Dan lays it down tough, but he says some things that really needed saying, that needed amplifying.
I'm still pretty freaked over the general decline of the overall enterprise of public affairs reporting, investigative reporting, civic and civil society reporting and analysis, as these behemoth media monopolies falter like a single-species pine forest hit by the bark beetle.
But Dan is at least reminding us, reminding me, of something I knew, suffered with as the status quo, never quite reconciled myself to as the years rolled by, but found myself increasingly powerless to do anything about it to fight those monopolies, at least until the blog movement and the idea of citizen journalism came along.

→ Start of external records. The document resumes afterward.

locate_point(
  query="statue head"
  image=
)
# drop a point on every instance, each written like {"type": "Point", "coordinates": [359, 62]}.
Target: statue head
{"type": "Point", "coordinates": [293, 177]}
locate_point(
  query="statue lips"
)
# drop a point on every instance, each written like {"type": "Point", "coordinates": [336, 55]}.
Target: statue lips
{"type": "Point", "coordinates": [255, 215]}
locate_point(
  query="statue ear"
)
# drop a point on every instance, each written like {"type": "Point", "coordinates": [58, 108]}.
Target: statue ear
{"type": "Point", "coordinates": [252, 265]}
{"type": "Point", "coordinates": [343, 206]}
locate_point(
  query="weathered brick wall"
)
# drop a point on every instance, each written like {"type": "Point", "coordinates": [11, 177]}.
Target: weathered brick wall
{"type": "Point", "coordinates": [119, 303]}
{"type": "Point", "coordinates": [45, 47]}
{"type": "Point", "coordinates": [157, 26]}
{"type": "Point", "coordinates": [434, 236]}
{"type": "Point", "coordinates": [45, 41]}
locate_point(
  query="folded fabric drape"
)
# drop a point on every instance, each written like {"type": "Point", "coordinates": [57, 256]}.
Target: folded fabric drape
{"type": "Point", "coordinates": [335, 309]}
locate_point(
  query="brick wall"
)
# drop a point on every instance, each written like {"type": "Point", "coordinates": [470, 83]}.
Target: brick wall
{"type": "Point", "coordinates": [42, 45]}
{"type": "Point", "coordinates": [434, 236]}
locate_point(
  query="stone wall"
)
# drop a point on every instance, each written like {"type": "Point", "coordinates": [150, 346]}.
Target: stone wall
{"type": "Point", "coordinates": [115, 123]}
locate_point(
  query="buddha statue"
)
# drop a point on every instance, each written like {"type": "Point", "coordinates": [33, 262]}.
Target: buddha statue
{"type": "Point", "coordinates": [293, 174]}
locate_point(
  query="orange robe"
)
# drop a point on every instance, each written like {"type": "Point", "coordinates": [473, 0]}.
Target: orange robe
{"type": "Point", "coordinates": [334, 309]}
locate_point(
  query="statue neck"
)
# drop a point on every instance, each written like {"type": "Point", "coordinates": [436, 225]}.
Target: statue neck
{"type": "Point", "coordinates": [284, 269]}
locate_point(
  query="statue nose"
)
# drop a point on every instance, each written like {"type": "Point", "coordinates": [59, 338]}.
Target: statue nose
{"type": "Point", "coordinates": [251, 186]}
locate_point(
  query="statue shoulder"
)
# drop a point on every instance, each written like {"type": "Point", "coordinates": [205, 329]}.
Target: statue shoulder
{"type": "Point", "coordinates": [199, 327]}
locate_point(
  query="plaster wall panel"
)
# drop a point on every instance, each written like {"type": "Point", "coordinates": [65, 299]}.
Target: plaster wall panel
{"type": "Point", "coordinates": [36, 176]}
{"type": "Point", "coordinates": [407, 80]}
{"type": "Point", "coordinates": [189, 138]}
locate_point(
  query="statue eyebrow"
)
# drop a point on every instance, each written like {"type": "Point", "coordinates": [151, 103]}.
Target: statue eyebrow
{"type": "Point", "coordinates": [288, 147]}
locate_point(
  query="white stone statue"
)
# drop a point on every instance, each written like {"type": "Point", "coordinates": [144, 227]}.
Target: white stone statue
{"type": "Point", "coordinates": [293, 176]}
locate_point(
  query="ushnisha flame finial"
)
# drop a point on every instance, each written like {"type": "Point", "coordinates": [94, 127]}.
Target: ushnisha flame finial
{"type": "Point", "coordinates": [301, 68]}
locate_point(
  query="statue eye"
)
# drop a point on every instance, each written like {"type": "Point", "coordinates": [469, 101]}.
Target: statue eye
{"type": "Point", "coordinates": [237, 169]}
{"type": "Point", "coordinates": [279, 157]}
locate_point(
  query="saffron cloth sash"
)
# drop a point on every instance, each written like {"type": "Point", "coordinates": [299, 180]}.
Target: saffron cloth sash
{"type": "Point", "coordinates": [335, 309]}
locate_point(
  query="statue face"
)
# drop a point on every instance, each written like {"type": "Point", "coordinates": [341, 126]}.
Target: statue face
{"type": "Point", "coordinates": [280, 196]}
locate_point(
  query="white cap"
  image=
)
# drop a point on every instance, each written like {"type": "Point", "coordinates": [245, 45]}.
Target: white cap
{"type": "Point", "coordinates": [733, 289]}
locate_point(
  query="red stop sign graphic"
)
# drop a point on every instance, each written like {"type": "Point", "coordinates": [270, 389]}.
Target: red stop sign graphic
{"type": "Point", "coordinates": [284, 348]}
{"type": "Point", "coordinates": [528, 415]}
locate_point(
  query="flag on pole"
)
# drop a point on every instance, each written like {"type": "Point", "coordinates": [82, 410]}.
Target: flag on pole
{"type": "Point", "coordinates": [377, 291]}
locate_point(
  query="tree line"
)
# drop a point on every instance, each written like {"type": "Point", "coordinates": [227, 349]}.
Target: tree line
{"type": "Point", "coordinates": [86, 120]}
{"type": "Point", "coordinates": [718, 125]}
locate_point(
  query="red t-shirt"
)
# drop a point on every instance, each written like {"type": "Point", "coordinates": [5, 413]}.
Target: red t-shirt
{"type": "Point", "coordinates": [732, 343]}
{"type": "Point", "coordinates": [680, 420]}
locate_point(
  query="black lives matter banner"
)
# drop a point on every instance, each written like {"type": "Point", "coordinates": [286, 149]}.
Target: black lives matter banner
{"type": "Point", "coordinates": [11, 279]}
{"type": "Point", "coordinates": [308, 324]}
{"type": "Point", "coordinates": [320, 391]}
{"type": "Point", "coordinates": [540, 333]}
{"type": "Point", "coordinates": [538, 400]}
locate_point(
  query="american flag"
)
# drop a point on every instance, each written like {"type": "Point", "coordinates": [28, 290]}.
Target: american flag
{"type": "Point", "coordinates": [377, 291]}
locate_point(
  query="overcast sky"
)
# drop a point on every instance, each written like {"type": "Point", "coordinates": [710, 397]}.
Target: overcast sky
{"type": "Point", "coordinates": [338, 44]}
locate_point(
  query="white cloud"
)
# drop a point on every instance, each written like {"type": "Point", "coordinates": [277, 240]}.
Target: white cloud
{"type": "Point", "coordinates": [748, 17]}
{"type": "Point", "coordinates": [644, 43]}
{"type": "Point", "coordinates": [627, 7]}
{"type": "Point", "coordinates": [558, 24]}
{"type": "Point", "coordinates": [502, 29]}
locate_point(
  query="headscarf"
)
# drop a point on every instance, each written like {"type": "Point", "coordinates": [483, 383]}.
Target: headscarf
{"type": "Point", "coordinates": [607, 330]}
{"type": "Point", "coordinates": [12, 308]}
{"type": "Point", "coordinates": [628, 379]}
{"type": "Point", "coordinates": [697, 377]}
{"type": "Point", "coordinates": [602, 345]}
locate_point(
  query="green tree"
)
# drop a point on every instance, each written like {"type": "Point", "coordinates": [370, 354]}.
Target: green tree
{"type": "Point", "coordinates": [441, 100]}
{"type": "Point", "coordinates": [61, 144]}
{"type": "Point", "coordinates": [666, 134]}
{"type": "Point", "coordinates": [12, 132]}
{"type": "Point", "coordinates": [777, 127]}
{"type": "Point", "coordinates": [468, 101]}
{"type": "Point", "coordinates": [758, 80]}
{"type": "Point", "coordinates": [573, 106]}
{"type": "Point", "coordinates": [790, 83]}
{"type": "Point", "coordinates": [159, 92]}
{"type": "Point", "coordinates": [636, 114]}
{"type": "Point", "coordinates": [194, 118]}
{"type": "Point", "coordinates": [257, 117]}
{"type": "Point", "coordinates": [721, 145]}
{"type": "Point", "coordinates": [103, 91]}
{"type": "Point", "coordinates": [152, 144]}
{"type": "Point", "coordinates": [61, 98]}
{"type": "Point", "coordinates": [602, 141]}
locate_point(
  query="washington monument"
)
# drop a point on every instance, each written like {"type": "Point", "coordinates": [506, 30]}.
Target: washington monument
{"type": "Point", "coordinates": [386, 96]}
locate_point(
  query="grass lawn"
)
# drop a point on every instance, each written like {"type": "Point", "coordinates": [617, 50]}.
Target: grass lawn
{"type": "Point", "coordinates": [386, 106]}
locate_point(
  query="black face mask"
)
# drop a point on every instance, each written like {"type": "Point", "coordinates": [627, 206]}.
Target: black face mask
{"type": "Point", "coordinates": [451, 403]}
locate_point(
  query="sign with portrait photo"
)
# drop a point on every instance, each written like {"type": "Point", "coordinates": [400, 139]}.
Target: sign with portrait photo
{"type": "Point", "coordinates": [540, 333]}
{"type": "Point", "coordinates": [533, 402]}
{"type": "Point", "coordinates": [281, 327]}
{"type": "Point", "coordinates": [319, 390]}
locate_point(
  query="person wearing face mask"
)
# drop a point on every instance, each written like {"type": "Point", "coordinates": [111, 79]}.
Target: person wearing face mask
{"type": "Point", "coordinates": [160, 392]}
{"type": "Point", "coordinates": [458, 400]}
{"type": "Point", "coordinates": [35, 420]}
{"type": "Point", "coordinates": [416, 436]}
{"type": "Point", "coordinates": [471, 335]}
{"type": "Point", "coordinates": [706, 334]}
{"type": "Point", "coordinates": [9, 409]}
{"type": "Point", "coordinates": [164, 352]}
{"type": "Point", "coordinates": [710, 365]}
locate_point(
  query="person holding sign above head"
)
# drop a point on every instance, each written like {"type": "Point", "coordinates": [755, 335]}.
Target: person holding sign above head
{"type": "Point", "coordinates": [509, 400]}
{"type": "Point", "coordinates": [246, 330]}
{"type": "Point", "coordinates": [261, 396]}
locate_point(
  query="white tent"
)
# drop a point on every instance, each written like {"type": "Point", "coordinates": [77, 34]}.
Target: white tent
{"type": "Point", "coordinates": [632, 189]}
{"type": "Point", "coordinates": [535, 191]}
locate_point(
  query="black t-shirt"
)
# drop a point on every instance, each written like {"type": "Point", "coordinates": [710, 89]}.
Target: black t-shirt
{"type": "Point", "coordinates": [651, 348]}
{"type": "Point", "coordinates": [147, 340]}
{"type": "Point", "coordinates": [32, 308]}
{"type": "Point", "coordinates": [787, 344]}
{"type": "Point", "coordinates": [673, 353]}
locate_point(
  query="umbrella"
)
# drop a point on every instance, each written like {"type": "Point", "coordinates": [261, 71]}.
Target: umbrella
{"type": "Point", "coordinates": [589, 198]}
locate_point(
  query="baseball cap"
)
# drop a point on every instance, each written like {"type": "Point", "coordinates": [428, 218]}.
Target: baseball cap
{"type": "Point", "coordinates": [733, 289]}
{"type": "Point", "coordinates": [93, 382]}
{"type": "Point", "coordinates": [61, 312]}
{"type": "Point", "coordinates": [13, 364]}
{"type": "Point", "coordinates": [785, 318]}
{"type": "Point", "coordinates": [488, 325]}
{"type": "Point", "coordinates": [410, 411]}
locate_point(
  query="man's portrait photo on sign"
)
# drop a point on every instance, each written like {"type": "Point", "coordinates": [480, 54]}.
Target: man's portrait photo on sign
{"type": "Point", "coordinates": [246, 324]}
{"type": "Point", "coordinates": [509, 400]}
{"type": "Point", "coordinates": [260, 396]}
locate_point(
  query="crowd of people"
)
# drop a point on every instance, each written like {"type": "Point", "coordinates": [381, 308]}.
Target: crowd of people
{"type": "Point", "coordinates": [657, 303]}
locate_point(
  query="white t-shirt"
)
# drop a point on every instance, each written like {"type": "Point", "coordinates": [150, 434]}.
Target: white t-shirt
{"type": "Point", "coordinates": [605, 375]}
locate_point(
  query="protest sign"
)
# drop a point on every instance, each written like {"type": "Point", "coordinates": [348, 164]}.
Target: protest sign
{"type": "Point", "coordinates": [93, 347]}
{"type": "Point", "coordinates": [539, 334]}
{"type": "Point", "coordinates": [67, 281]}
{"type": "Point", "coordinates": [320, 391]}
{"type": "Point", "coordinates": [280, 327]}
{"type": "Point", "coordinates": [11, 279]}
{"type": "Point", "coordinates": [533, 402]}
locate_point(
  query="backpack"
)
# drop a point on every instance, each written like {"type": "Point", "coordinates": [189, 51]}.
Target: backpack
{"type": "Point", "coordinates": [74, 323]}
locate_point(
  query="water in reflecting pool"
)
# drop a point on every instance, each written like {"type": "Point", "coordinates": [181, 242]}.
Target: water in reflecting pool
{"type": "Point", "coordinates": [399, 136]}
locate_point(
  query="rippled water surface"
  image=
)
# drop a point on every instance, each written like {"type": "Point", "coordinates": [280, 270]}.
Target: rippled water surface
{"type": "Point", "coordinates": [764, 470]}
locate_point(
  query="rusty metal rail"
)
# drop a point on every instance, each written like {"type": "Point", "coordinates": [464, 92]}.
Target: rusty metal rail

Not that the pretty feeble but courageous citizen journalism and non-profit journalism efforts caused the massive monopolies to shiver in their boots. That mild contribution to the monopolies' death is just a thousand cuts, with the IDEA of the real masses, the huge reading publics accessing content for free online. Those readers were fed by an advertising-subsidized content machine, however, a machine created and delivered in an industrial, mindless assembly-line, tape-recorder-journalist-as-low-wage-line-worker model, not with a a critical thinking and analysis (even semantic parsing!) information age model (one could argue the Internet model is SEO-driven, nearly-bot-written content thinly scraped to follow trending topics... but that's a subject for another post!).
But the real death blow is being struck by the hand that fed the monopoly powers: advertisers cutting back in the face of the Great Recession.